La inteligencia artificial puede fortalecer las instituciones democráticas si vela por que se escuche de verdad la voz de los ciudadanos

Mucha gente cree que la inteligencia artificial (IA) está socavando, o pronto socavará la democracia. Teme que arrebatará puestos de trabajo, desestabilizará la economía y aumentará la brecha entre ricos y pobres, lo que concentraría todavía más el poder en manos de unas pocas empresas tecnológicas y debilitaría las estructuras de gobierno diseñadas para regularlas. Hay quienes temen también que los gigantes tecnológicos y los gobiernos deleguen cada vez más la toma de decisiones humanas a las máquinas, con lo cual la democracia terminaría siendo reemplazada por la “algocracia”, el gobierno no por las personas, sino por los algoritmos.

Esta visión distópica pasa por alto la actual posibilidad de definir el desarrollo de la IA. Nosotros, en cuanto sociedades humanas, disponemos de la capacidad política (por lo menos de momento) y la responsabilidad necesarias para abordar los daños que la IA podría infligirnos. Asimismo, la tecnología nos brinda la oportunidad de aprovechar la IA para fortalecer la democracia de forma que esta consolide nuestra capacidad colectiva de gobernar —y no solo regular— la IA.

Al igual que en otros desafíos éticos y políticos, como la edición del genoma, el gobierno de la IA no requiere únicamente de una mayor intervención y regulación por parte de los expertos, sino también más aportaciones y opiniones de los ciudadanos; por ejemplo, sobre cómo gestionar el impacto distributivo de la IA en la economía. Del mismo modo que ocurre con otros problemas de alcance mundial, como el cambio climático, el gobierno de la IA requiere que esa voz democrática se escuche en las instituciones internacionales. Afortunadamente, la IA puede marcar el comienzo de una forma de democracia más inclusiva, participativa y deliberativa, también a escala mundial.
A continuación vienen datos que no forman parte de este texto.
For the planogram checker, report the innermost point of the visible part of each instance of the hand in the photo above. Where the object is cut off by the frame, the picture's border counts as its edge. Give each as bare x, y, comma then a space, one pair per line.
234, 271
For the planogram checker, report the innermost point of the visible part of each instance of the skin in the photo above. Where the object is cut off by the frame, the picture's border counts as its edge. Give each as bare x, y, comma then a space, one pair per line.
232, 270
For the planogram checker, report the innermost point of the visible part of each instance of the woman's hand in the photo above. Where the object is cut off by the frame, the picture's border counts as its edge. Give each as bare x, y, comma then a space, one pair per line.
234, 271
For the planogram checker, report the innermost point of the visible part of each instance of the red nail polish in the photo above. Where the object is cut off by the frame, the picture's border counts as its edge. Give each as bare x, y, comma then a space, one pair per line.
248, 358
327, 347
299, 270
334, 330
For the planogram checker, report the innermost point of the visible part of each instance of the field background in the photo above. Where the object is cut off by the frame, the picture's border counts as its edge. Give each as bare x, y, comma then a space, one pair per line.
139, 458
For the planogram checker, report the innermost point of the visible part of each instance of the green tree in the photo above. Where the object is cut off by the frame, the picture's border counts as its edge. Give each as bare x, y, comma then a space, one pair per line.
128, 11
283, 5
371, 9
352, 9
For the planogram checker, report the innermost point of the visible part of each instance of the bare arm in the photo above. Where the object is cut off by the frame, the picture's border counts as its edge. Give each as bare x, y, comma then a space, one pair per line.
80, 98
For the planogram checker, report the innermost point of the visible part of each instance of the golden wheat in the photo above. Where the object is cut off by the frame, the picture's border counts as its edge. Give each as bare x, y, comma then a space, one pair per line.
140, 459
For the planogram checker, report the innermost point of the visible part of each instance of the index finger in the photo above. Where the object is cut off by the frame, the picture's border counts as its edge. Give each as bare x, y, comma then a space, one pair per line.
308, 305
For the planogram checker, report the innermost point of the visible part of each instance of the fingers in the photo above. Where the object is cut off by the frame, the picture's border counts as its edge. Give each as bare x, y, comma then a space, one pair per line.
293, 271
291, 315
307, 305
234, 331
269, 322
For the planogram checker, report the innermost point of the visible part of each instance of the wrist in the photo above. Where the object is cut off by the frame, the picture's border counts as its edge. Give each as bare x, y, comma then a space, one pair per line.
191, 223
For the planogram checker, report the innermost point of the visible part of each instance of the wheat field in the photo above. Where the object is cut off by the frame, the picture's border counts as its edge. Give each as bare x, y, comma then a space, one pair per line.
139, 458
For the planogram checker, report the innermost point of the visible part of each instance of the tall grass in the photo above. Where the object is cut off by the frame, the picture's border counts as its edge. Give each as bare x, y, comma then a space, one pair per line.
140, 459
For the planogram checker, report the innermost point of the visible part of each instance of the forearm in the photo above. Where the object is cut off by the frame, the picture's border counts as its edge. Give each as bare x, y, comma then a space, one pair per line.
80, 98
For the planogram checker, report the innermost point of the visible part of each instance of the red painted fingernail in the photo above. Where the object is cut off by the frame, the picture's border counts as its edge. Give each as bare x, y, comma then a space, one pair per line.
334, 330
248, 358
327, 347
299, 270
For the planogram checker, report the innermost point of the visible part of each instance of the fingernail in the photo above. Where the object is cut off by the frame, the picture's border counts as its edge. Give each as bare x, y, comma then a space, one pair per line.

Experimentos participativos

Durante 40 años, muchos gobiernos han intentado incluir a los ciudadanos de a pie en los procedimientos de formulación de políticas y leyes, más allá de las simples elecciones. En su mayoría, tales experimentos se han llevado a cabo de forma local y a pequeña escala, de forma similar a las asambleas y jurados de ciudadanos que han proliferado en relación con el cambio climático y otros temas. En un informe de 2020, la Organización de Cooperación y Desarrollo Económicos señaló cerca de 600 casos en los que una muestra aleatoria de ciudadanos participaron activamente en un tema y formularon razonadamente recomendaciones de política (y, en un caso, incluso propuestas).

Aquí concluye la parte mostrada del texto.